2220 Kingsway #1
One of the three largest land parcels (2.3 acres) remaining in Norquay has clearly been in play since survey stakes appeared on the property in mid-2011. As of 21 June 2012, the City of Vancouver rezoning web site shows this new information about 2220 Kingsway:
Location: 2220 Kingsway
Date: updated – 06/21/12 / posted – 06/21/12
Description: Mixed-Use Development
Henriquez Partners Architects has applied to the City of Vancouver to rezone 2220 Kingsway from C-2 (Commercial) District to CD-1 (Comprehensive Development) District. The proposal is for a mixed-used development consisting of 30 866 m2 of residential and 4 853 m2 of commercial. The proposed development includes 404 dwelling units, with a height of 45.1 m (148 ft.), and a total of 561 parking spaces.
City Contact: Grant Miller 604.873.7484 email@example.com
Applicant Contact: Brock Cheadle Henriquez Partners Architects
Project: 6331 Proposed
Eye on Norquay first reported on this situation in September Letter under item 3. A large closing-out sign recently appeared on the Canadian Tire store presently located at the site. Sales staff say that the location will close at the end of July 2012.

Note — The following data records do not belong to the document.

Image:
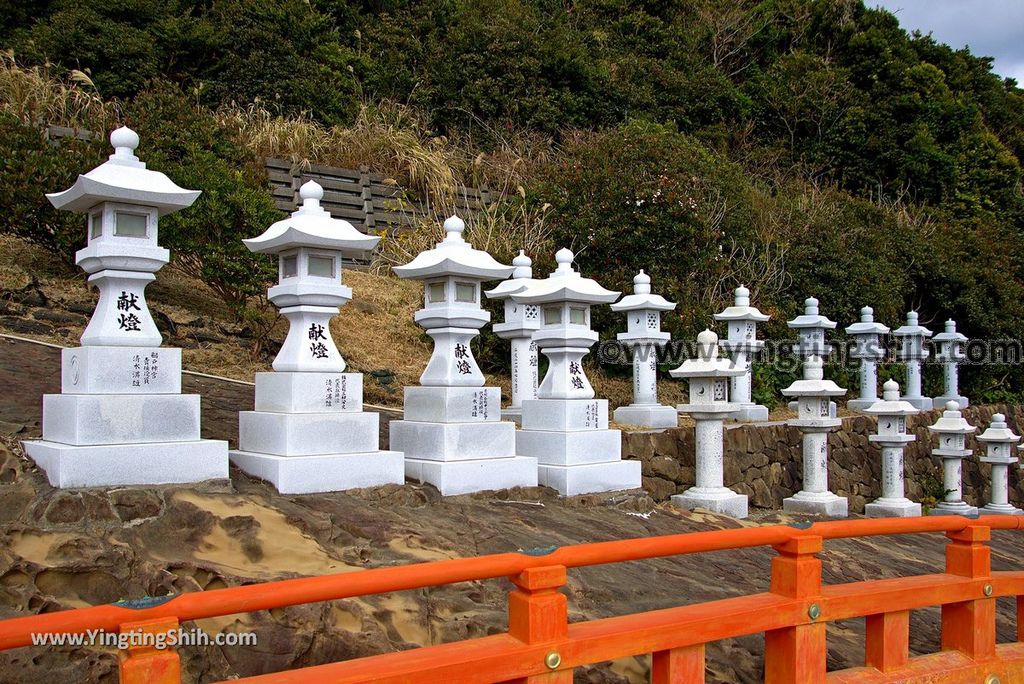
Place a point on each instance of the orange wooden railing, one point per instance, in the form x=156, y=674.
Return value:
x=542, y=646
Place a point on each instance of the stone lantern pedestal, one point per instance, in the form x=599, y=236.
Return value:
x=868, y=349
x=643, y=321
x=452, y=433
x=121, y=418
x=814, y=421
x=892, y=438
x=565, y=429
x=912, y=352
x=998, y=440
x=952, y=430
x=308, y=432
x=521, y=321
x=950, y=345
x=709, y=407
x=742, y=344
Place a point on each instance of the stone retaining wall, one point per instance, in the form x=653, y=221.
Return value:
x=765, y=461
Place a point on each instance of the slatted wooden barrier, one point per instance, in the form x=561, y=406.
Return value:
x=542, y=647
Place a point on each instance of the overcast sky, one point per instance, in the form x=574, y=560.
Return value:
x=989, y=28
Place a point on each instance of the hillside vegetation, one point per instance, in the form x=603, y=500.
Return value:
x=802, y=147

A web site titled Simon Lim provides a 17 September 2011 posting that reports closure on acquisition of the site by Westbank Projects:
The 2.3 acre site was purchased from Manulife Financial for $34,088,000, representing approximately $107 per buildable sq ft. … Under the guidelines of the Norquay Village Neighbourhood Centre Plan … the large nature of the site will likely allow a density of 3.2 to 3.5 FSR for a residential/commercial development with towers as high as 14-storeys.
It is disheartening to think that this major Norquay planning project proceeds to this level of detail with no community consultation whatsoever. The City of Vancouver seems determined to continue with
• Letting planners deal off-the-grid with developers
• Making a few untimely and largely meaningless pro forma public gestures (open house syndrome, etc)
• Treating long-existing neighborhoods like empty fields where a few serfs happen to camp out already
This approach to the future can only exacerbate the new social tensions that have emerged across Vancouver in the past decade.